Procedure: 98°C 30sec

30X
   98°C       10 sec
   Annealing* 30 sec
   72°C       15 sec per 1 kb

72°C 5min 4°C hold


Transformation: Materials:  TOP10 Chemical Competent Cells (Invitrogen, Cat No. C4040-03)  SOC Medium (Sigma, Cat. No. S1797)  LB Agar (Sigma, Cat. No. L3027)  Petri Dishes (VWR, Cat. No. SC25373-187)  Cell Spreader (VWR, Cat.
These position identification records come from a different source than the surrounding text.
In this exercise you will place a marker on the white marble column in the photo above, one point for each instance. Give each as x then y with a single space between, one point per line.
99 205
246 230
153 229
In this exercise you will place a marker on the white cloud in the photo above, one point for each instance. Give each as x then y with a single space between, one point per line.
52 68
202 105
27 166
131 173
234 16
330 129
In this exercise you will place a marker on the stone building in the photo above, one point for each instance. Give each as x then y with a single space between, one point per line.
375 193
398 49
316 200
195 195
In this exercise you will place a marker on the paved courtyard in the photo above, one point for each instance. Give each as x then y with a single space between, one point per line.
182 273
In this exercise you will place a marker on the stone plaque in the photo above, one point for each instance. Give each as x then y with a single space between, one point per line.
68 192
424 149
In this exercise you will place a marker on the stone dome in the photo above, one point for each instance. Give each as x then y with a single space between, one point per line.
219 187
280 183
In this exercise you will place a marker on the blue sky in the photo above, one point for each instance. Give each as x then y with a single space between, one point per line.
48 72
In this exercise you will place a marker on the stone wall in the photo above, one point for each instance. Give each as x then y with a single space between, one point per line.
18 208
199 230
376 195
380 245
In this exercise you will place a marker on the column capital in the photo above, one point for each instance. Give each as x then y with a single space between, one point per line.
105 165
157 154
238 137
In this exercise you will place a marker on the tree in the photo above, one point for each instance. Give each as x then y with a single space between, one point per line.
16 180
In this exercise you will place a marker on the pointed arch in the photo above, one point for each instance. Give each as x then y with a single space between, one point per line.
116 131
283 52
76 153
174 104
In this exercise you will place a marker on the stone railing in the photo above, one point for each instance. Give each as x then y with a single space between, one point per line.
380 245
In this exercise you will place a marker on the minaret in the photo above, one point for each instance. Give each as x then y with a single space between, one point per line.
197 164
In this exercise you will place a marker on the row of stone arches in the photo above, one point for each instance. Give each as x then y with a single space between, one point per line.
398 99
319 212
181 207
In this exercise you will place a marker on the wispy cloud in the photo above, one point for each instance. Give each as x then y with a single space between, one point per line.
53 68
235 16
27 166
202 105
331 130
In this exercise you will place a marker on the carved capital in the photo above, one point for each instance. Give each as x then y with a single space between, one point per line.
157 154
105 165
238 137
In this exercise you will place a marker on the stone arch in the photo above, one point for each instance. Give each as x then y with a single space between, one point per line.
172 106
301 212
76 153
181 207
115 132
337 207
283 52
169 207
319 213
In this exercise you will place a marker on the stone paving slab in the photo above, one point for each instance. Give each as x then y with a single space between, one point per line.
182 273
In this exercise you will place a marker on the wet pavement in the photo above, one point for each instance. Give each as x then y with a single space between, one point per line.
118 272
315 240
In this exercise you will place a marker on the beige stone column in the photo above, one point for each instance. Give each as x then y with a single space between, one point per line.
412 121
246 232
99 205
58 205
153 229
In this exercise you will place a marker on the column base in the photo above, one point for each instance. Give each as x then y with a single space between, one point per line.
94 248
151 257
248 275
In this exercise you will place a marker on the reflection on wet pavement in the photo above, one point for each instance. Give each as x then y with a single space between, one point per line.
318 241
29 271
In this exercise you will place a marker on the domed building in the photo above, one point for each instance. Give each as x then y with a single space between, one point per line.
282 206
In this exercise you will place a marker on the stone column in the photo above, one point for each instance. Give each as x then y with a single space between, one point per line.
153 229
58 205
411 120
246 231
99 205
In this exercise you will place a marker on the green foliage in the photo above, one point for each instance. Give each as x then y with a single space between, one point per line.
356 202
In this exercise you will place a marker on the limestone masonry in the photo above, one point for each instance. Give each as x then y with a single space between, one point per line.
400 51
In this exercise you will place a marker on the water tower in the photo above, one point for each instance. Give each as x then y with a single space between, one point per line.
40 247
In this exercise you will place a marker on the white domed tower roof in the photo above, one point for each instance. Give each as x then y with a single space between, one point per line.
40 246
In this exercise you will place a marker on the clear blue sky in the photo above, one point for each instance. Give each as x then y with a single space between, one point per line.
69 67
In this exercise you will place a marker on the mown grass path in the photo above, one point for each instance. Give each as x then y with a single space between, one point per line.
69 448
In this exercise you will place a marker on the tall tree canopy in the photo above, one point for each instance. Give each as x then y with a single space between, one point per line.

No. 89042-018)  37°C incubator  37°C shaker  water bath Protocol: 1. Thaw 1 tube of competent cells on ice; 2. Add 3 ul of cloning product or 1-50 ng of plasmid into competent cells while stirring gently; 3. Keep the tube covered by ice for 30min; 4. Heat-shock the competent cells in water bath for 45 sec at 42°C; 5. Put the tube on ice for 2 minutes; 6. Add 450 ul of SOC medium and then put it in a 37°C shaker for 1 hour; 7. Dilute and spread an appropriate amount on an LB agar plate with the appropriate antibiotics; 8. Place the plate up-side-down in 37°C incubator for 16-18 hours (overnight).